Total income constitutes interest income, real estate income, dividends, other income earned, and a share of results from associates. This has grown by a CAGR of 3% over the past five years with the major contributor being treasury bonds invested in the East African Region. The decline in FY2021/22 from FY2020/21 was due to foreign exchange and capital losses incurred on our regional investments because of the disrupted global economy.
Accumulated members’ fund constitutes member contributions, interest credited to member accounts less the benefits paid out. This has grown by a CAGR of 16% in the last five years driven by the growing member contributions, increasing interest credited to member accounts net benefits pay-outs.
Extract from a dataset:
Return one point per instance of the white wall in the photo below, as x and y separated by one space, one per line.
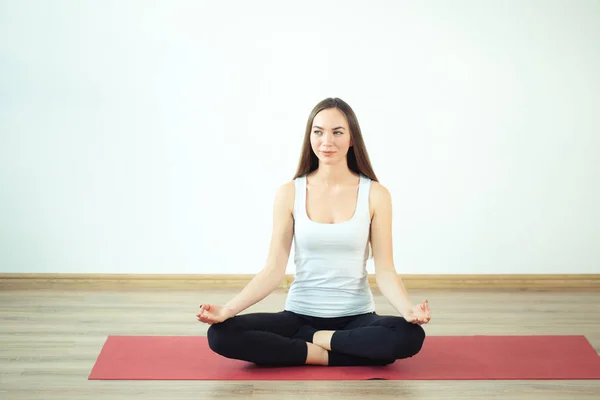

Contributions from members have grown by a CAGR of 9% in the past five years driven by new members’ and employers’ registration and the increased focus on growing the voluntary membership plan in the past five years.
The Fund’s Cost of Administration increased for the first time in the last five years due to a provision for restructuring arising from the organisational redesign aimed at aligning the Fund’s operations with requirements of the NSSF Amendment Act 2022.
The turnaround time for benefit pay-outs was 12.3 days in FY2021/22. This was higher than the previous year because of the introduction of midterm access benefits that required realigning Fund systems to accommodate the new requirements.
Benefits paid grew by a CAGR of 35% in the last 5 years. The significant increase in FY2021/22 was due to midterm benefits pay-outs introduced during the year by the NSSF Amendment Act 2022. These accounted for approximately 37% of the total benefits paid during the year.
The one-month compliance closed at 55% as at 30 June 2022. This improved slightly from the previous year due to the full opening of the economy in January 2022. The opening reignited the education and entertainment sectors that had remained closed due to Covid-19 restrictions.